Cheatsheet¶
You are not allowed to bring books or notes to the exam. Instead, feel free to make use of the following cheatsheet as we will provide this or a similar cheatsheet in an appendix of the exam papers.

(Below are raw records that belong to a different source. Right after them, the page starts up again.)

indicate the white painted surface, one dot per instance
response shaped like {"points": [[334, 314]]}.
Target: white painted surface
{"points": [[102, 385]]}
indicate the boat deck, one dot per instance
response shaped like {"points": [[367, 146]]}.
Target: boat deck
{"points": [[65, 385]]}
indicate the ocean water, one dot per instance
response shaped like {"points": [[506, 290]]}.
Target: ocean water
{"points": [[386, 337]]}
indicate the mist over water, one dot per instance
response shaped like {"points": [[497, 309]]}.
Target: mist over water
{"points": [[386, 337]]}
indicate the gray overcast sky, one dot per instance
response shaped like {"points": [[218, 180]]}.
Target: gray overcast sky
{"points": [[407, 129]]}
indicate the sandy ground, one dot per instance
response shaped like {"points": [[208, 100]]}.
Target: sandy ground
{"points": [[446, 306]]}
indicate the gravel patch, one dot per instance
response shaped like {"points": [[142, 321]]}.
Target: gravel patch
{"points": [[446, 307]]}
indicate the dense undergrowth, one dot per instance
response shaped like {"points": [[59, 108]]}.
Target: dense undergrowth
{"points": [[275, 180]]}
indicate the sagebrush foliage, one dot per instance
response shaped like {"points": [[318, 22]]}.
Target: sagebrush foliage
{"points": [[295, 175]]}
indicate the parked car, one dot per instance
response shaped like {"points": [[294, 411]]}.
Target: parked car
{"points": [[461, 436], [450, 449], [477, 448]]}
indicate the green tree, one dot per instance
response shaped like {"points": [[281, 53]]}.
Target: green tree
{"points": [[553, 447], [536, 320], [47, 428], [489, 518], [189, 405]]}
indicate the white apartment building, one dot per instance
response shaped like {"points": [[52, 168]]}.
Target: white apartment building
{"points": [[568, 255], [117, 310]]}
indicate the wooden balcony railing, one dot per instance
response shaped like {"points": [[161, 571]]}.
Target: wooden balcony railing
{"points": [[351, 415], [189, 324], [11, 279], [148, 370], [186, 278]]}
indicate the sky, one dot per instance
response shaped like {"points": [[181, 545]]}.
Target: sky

Some Matrix Calculus, see also Bishop, appendix C.
$$\begin{align*}
|A^{-1}|&=|A|^{-1} \\
\nabla_A \log |A| &= (A^{T})^{-1} = (A^{-1})^T \\
\mathrm{Tr}[ABC]&= \mathrm{Tr}[CAB] = \mathrm{Tr}[BCA] \\
\nabla_A \mathrm{Tr}[AB] &=\nabla_A \mathrm{Tr}[BA]= B^T \\
\nabla_A \mathrm{Tr}[ABA^T] &= A(B+B^T)\\
\nabla_x x^TAx &= (A+A^T)x\\
\nabla_X a^TXb &= \nabla_X \mathrm{Tr}[ba^TX] = ab^T
\end{align*}$$
- Definition of the Multivariate Gaussian Distribution (MVG)
$$
\mathcal{N}(x|\,\mu,\Sigma) = |2 \pi \Sigma|^{-\frac{1}{2}} \exp\left\{-\frac{1}{2}(x-\mu)^T
\Sigma^{-1} (x-\mu) \right\}
$$
- A linear transformation $z=Ax+b$ of a Gaussian variable $\mathcal{N}(x|\mu,\Sigma)$ is Gaussian distributed as
$$
p(z) = \mathcal{N} \left(z \,|\, A\mu+b, A\Sigma A^T \right)
$$
- Multiplication of 2 Gaussian distributions
$$
\mathcal{N}(x|\mu_a,\Sigma_a) \cdot \mathcal{N}(x|\mu_b,\Sigma_b) = \alpha \cdot \mathcal{N}(x|\mu_c,\Sigma_c)
$$
with
$$\begin{align*}
\Sigma_c^{-1} &= \Sigma_a^{-1} + \Sigma_b^{-1} \\
\Sigma_c^{-1}\mu_c &= \Sigma_a^{-1}\mu_a + \Sigma_b^{-1}\mu_b \\
\alpha &= \mathcal{N}(\mu_a | \mu_b, \Sigma_a + \Sigma_b)
\end{align*}$$
- Conditioning and marginalization of Gaussians. Let $z = \begin{bmatrix} x \\ y \end{bmatrix}$ be jointly normal distributed as
$$\begin{align*}
p(z) &= \mathcal{N}(z | \mu, \Sigma)
=\mathcal{N} \left( \begin{bmatrix} x \\ y \end{bmatrix} \,\left|\, \begin{bmatrix} \mu_x \\ \mu_y \end{bmatrix},
\begin{bmatrix} \Sigma_x & \Sigma_{xy} \\ \Sigma_{yx} & \Sigma_y \end{bmatrix} \right. \right)\,,
\end{align*}$$
then $p(z) = p(y|x)\cdot p(x)$, with
$$\begin{align*}
p(y|x) &= \mathcal{N}\left(y\,|\,\mu_y + \Sigma_{yx}\Sigma_x^{-1}(x-\mu_x),\, \Sigma_y - \Sigma_{yx}\Sigma_x^{-1}\Sigma_{xy} \right) \\
p(x) &= \mathcal{N}\left( x\,|\,\mu_x, \Sigma_x \right)
\end{align*}$$
- For a binary variable $x \in \{0,1\}$, the Bernoulli distribution is given by
$$
p(x|\mu) = \mu^{x}(1-\mu)^{1-x}
$$
- The conjugate prior for $\mu$ is the Beta distribution, given by
$$
p(\mu) = \mathcal{B}(\mu|\alpha,\beta) = \frac{\Gamma(\alpha+\beta)}{\Gamma(\alpha)\Gamma(\beta)} \mu^{\alpha-1}(1-\mu)^{\beta-1}
$$
where $\alpha$ and $\beta$ are "hyperparameters" that you can set to reflect your prior beliefs about $\mu$.